Relations with France - and Europe - are next on West German Chancellor Helmut Kohl's agenda for the new year. Well, there's a bit of other business along the way: the Stockholm conference in mid-January, Dr. Kohl's trip to Israel in late January, scrutinizing the new Kremlin tealeaves, and trying to convince President Reagan that Europeans still have to be pacified in nuclear issues.
But apart from these items, France is front and center. And no wonder, after the most spectacular of all the numerous European Community failures at the Athens summit early this month.
British-French wrangling was the cause of the Athens debacle. Near bankruptcy was the result, as the heads of government and (in the case of France) state agreed neither on a budget nor even a joint communique. Rich West Germany would normally have been the savior or, in the less flattering image used here, the milk cow.
In a Europe struggling to get out of a recession, the Bonn cow has very little more to give, however, and if West Germany is to avoid being milked anyway, it is going to have to persuade French farmers to live more austerely.
This is the problem Kohl faces. It is compounded by the French presidency of the EC during the next January-to-June half year, the general emotional nature of the French-German relationship, and Kohl's reluctance to be too activist in foreign (or for that matter domestic) policy.
Three things are working for Kohl as he approaches the next combination of showdown and love feast with French President Francois Mitterrand, however:
1. The two countries are convinced they need their joint partnership.
2. The Athens disaster may finally have jolted EC members into making the necessary hard compromises to save themselves.

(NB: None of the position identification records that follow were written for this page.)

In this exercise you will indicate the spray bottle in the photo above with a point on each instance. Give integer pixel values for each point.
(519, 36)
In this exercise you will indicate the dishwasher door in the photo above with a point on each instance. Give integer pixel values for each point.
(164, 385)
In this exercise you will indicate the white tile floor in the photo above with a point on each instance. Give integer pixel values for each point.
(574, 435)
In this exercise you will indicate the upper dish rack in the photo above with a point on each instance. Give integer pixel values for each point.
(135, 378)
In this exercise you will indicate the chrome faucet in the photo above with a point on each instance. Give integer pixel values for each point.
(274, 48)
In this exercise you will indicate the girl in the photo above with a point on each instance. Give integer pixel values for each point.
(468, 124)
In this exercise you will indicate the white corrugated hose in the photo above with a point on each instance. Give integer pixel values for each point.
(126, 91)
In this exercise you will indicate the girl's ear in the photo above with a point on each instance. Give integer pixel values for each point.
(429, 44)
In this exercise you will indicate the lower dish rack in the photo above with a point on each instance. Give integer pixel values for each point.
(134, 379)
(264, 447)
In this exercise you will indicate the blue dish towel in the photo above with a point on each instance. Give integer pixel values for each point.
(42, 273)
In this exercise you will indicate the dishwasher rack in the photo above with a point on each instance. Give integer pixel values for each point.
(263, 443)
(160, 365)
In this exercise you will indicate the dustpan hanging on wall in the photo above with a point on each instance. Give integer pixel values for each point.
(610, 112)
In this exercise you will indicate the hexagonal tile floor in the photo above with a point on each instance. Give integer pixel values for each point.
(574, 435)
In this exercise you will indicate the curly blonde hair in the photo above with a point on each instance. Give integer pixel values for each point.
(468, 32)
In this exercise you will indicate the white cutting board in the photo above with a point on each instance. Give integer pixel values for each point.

3. France's recurring suspicion of German nationalism and neutralism is now in one of its cyclical highs.
The first point is obvious. The lagging French economy needs the more robust West German economy. The history-burdened Germans - even 38 years after Hitler - need the certificate of the untainted French in any pan-European policy initiatives. And both need the EC - Bonn for the mass market it gives West German industry, Paris for the massive subsidies it gives French farmers, at the enormous and rising cost of two-thirds of the EC budget and repeated brushes with bankruptcy.
The second point is equally clear: It is a cliche at every EC summit. But maybe this time (the Germans hope) it will have been bad enough to produce a shock.
The third point is the new feature. It is unrelated to the different party colors of the conservative Kohl and the Socialist Mitterrand.
It is related to the West German Social Democratic Party's recent endorsement of the peace movement's opposition to Euromissiles and French fears that Bonn is going to heed some Soviet siren of German reunification and drop out of alliance with the West.
The West Germans generally find this fear quite absurd, especially when a gung-ho American loyalist occupies the chancellery and will probably continue to do so for the next seven years. But West German diplomats figure they might as well use this French phobia and gain a little bargaining power as Paris tries to prevent the thing it greatly fears by embracing Bonn more closely.
That embrace involves, most ostentatiously, security cooperation. The two nations are pledged to joint development of a helicopter (after failing to agree on a joint tank). And in the nuclear realm, Paris not only is nerving Bonn to go through with eating the Eden apple of Pershing IIs but also is hinting it will share its own sweet nuclear targeting secrets with Bonn and maybe even evolve a pan-European nuclear capability with West German participation.
Pragmatic Bonn hardly feels more protected by France's 34 on-station intermediate-range missiles (or some futuristic European capability) than by America's several thousand nuclear warheads in Europe. And Bonn would really prefer it if the coy French would just finally commit their conventional forces to defend West Germany in case of attack.
The West Germans don't mind the French attention, however, and they hope to parley France's concern (however misplaced) about ''les incertitudes Allemandes''m into the French compromises needed to keep the EC alive. These difficult French adjustments would involve not only trimming agricultural subsidies and the contributions of the only two net EC contributors, Britain and West Germany, but also admitting France's agricultural rival, Spain, to Community membership as promised.
The French staved off these adjustments in the past by what the British deem psychological blackmail of the Germans - deflecting German pressure by musing that Bonn needs moral Paris more than Paris needs economic Bonn. Now Bonn is hoping to exert a little reverse blackmail through the French alarm about Germany.
Kohl's bilateral agenda is a full one.